I am going to put that back to its default, and I'm going to deselect by pressing Control+D or Command+D. There are some other tools here that come in really handy when you want to select an area that's similar in color and tone. For example, let's say I want to select just the hat in this image. I could try that with the Magic Wand tool, but this tool is really hard to control. So when I do click with the Magic Wand like this, even if I have the Add to selection icon highlighted up here, it still is going to take me a number of clicks to get the whole hat.
So I'm going to deselect, Control+D or Command+D, and show you a tool that I think often does a better job: the Quick Selection tool. With this tool, I'll move into the image and I'll make my brush relatively small by pressing on the left bracket key, which is right next to the P key. Then I'll click and drag over the hat, and the Quick Selection tool quickly runs ahead of me selecting similar tones and colors to the ones I'm dragging over. So it does a pretty good job of selecting the hat right away. This tool is also able to recognize edges of objects; another advantage over the magic wand. If I select part that I don't want, like down here, then I'll go to the options bar for the Quick Selection tool, I'll click on this icon: Subtract from selection, and I'll subtract this little area. And then I'll go back and add to the selection, which is the default for this tool, and I'll get this last little bit over here. So now that I have this area selected, anything I do will affect only this area. For example, I could come over to the toolbar and select, from under the Brush tool, the Color Replacement tool. I happen to have blue as my foreground color.

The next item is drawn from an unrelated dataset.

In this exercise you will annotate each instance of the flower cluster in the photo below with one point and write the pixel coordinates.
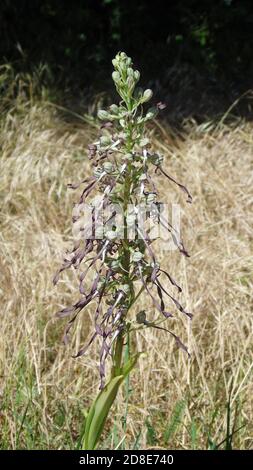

You can click here and choose any color you want. And then I'll move into the image. I'm going to make my brush big by pressing the right bracket key, that's the second key to the right of the P key, and then I can just quickly click and drag to paint over the selected area. And this particular tool paints, but it doesn't lay down opaque color. Instead, it respects the tones of the photo underneath. Now I'll deselect; Control+D or Command+D. So that's an overview of the power of selection tools. To save yourself the most time and effort, the trick is to find the selection tool that works best for the job that you're doing.